21. Açıklanan gerekçelerle başvurucunun Anayasa'nın 26. maddesinde güvence altına alınan ifade özgürlüğünün ihlal edildiğine karar verilmesi gerekir.
III. GİDERİM
22. Başvurucu, ihlalin tespiti ve yeniden yargılama yapılması ile 10.000 TL maddive manevi tazminata karar verilmesini talep etmiştir.

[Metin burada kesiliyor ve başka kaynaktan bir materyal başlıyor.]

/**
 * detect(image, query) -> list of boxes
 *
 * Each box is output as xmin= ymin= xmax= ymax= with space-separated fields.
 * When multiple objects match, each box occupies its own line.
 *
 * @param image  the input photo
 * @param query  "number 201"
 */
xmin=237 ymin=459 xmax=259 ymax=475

23. Başvuruda tespit edilen hak ihlalinin sonuçlarının ortadan kaldırılması için yeniden yargılama yapılmasında hukuki yarar bulunmaktadır. Bu kapsamda kararın gönderildiği yargı mercilerince yapılması gereken iş, yeniden yargılama işlemlerini başlatmak ve Anayasa Mahkemesini ihlal sonucuna ulaştıran nedenleri gideren, ihlal kararında belirtilen ilkelere uygun yeni bir karar vermektir (30/3/2011 tarihli ve 6216 sayılı Anayasa Mahkemesinin Kuruluşu ve Yargılama Usulleri Hakkında Kanun'un 50. maddesinin (2) numaralı fıkrasında düzenlenen bireysel başvuruya özgü yeniden yargılama kurumunun özelliklerine ilişkin kapsamlı açıklamalar için bkz. Mehmet Doğan [GK], B. No: 2014/8875, 7/6/2018, §§ 54-60; Aligül Alkaya ve diğerleri (2), B. No: 2016/12506, 7/11/2019, §§ 53-60, 66; Kadri Enis Berberoğlu (3) [GK], B. No: 2020/32949, 21/1/2021, §§ 93-100).

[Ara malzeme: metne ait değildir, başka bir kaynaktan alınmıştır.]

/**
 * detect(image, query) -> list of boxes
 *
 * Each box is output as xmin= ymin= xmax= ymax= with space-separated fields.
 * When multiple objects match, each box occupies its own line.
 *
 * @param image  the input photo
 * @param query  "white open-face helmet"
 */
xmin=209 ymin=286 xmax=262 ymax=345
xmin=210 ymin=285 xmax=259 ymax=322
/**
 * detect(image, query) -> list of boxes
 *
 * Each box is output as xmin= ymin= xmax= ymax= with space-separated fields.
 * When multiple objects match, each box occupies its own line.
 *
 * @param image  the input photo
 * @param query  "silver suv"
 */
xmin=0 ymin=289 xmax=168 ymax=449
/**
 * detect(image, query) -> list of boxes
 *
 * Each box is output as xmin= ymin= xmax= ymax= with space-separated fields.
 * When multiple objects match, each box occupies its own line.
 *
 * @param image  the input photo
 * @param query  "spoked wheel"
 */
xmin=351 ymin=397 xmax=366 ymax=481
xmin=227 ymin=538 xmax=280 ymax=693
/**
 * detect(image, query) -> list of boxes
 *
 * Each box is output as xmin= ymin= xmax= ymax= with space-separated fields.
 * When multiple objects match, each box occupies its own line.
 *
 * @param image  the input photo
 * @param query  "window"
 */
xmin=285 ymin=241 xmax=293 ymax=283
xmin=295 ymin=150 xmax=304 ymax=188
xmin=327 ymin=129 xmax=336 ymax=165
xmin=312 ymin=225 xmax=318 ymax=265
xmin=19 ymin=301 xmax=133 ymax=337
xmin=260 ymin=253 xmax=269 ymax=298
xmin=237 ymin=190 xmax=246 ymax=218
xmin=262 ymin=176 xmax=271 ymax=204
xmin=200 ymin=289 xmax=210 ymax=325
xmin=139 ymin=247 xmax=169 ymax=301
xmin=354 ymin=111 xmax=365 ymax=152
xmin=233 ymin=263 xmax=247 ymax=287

24. Ayrıca ihlalin niteliği dikkate alınarak başvurucuya net 5.000 TL manevi tazminat ödenmesine karar verilmesi gerekir. Başvurucu, maddi zarara ilişkin olarak bilgi/belge sunmadığından maddi tazminat talebinin reddine karar verilmesi gerekir.
IV. HÜKÜM
Açıklanan gerekçelerle;
A. Adli yardım talebinin KABULÜNE,
B. İfade özgürlüğünün ihlal edildiğine ilişkin iddianın KABUL EDİLEBİLİR OLDUĞUNA,
C. Anayasa’nın 26. maddesinde güvence altına alınan ifade özgürlüğünün İHLAL EDİLDİĞİNE,
D. Kararın bir örneğinin ifade özgürlüğünün ihlalinin sonuçlarının ortadan kaldırılması için yeniden yargılama yapılmak üzere Afyonkarahisar İnfaz Hâkimliğine (E.2021/5588, K.2021/5914) GÖNDERİLMESİNE,
E. Net 5.000 TL manevi tazminatın başvurucuya ÖDENMESİNE, tazminata ilişkin diğer taleplerin REDDİNE,
F. Ödemenin kararın tebliğini takiben başvurucunun Hazine ve Maliye Bakanlığına başvuru tarihinden itibaren dört ay içinde yapılmasına, ödemede gecikme olması hâlinde bu sürenin sona erdiği tarihten ödeme tarihine kadar geçen süre için yasal FAİZ UYGULANMASINA,
G. Kararın bir örneğinin Adalet Bakanlığına GÖNDERİLMESİNE 30/10/2024 tarihinde OYBİRLİĞİYLE karar verildi.